Is there any reason Amtrak can't switch the NEC to 25kV 60Hz AC along the whole route as electrical equipment is replaced?


----------



## AlanB (Aug 4, 2009)

Crescent ATN & TCL said:


> jis said:
> 
> 
> > acelafan said:
> ...


Start with money, then move to the fact that it's not like one can just convert one small section at a time. You pretty much have to convert the entire corridor at once. Add to that equation that you've still got Metro North in the middle.


----------



## jis (Aug 4, 2009)

AlanB said:


> Start with money, then move to the fact that it's not like one can just convert one small section at a time. You pretty much have to convert the entire corridor at once. Add to that equation that you've still got Metro North in the middle.


I think the real issue is money. Also it seems to me that of the various possible combinations the one that MNRR has chosen probably makes the best use of any available money, i.e. convert to commercial frequency and constant tension. Commercial frequency so that it takes Amtrak out of the business of maintaining its own conversion facilities and constant tension to enable higher speed and require fewer heat related speed restrictions. Not going to 25kV avoids the problem of dealing with creating additional clearance in tight areas which could cost a pretty penny in civil engineering work.

Note that even without changing the voltage it is taking MNRR over 15 years to complete the conversion of their section. Strictly speaking the corridor is electrically segmented and the conversion could be done segment by segment. If voltage is not changed such a method will work even in areas where Arrow IIIs and Silverliners operate, which do not have automatic tap changin facilities to allow automatic changeover from 12kV to 25kV and back.


----------



## acelafan (Aug 4, 2009)

jis said:


> Note that even without changing the voltage it is taking MNRR over 15 years to complete the conversion of their section.

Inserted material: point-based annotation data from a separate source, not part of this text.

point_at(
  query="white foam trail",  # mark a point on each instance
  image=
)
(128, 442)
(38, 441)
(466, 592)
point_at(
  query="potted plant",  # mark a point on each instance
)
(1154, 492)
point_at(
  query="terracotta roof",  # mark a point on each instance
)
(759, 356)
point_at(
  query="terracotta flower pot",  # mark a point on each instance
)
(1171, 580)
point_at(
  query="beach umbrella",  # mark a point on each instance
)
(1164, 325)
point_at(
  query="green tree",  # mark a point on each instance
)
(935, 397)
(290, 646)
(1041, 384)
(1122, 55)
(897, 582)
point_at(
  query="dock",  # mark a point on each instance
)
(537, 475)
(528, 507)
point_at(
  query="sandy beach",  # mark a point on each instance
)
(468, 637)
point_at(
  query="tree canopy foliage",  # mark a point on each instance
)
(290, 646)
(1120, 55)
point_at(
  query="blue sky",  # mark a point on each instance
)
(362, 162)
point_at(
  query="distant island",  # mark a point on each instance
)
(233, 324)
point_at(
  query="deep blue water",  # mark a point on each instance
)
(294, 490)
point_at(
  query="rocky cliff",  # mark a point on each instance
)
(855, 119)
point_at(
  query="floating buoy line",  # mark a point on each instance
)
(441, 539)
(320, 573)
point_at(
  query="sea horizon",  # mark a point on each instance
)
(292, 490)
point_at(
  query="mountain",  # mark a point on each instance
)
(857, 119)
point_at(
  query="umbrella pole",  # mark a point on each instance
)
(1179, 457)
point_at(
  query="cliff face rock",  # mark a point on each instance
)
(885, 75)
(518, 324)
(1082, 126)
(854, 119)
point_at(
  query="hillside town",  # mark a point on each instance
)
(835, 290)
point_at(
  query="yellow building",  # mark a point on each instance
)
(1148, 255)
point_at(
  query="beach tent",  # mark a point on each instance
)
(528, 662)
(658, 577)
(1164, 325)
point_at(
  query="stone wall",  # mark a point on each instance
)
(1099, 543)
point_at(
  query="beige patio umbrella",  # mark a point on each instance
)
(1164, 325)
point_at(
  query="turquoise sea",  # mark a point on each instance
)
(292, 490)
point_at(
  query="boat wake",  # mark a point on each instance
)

So MNRR will have constant tension cat from end-to-end in their domain of the NEC? Will Amtrak be able to capitalize on that improvement for faster speed or will other upgrades need to occur first? Granted I am sure the speed increases wouldn't be huge, but shave a minute here, a minute there and it all adds up.


----------



## jis (Aug 4, 2009)

acelafan said:


> So MNRR will have constant tension cat from end-to-end in their domain of the NEC? Will Amtrak be able to capitalize on that improvement for faster speed or will other upgrades need to occur first? Granted I am sure the speed increases wouldn't be huge, but shave a minute here, a minute there and it all adds up.


AFAIK no speed changes are planned for the MNRR section of the NEC, and yes MNRR will have CT catenary end to end when they are done.


----------



## Green Maned Lion (Aug 4, 2009)

jis said:


> Note that even without changing the voltage it is taking MNRR over 15 years to complete the conversion of their section. Strictly speaking the corridor is electrically segmented and the conversion could be done segment by segment. If voltage is not changed such a method will work even in areas where Arrow IIIs and Silverliners operate, which do not have automatic tap changin facilities to allow automatic changeover from 12kV to 25kV and back.


Someone told me that switching an Arrow from Pennsy cat to DLW cat frequencies is as simple as flicking a switch, but that the switch is located somewhere where only MMC can get to it. They said that hooking up a switch would be simple and then carped about why NJT hasn't done it. I am uncharacteristically using "they say" because they are not a technically oriented person, and I seriously doubt that it can be done this simply... NJT isn't dumb enough to not do something that simple for flexibility if it was, indeed, that simple. Does anyone know?


----------



## jis (Aug 4, 2009)

Green Maned Lion said:


> Someone told me that switching an Arrow from Pennsy cat to DLW cat frequencies is as simple as flicking a switch, but that the switch is located somewhere where only MMC can get to it. They said that hooking up a switch would be simple and then carped about why NJT hasn't done it. I am uncharacteristically using "they say" because they are not a technically oriented person, and I seriously doubt that it can be done this simply... NJT isn't dumb enough to not do something that simple for flexibility if it was, indeed, that simple. Does anyone know?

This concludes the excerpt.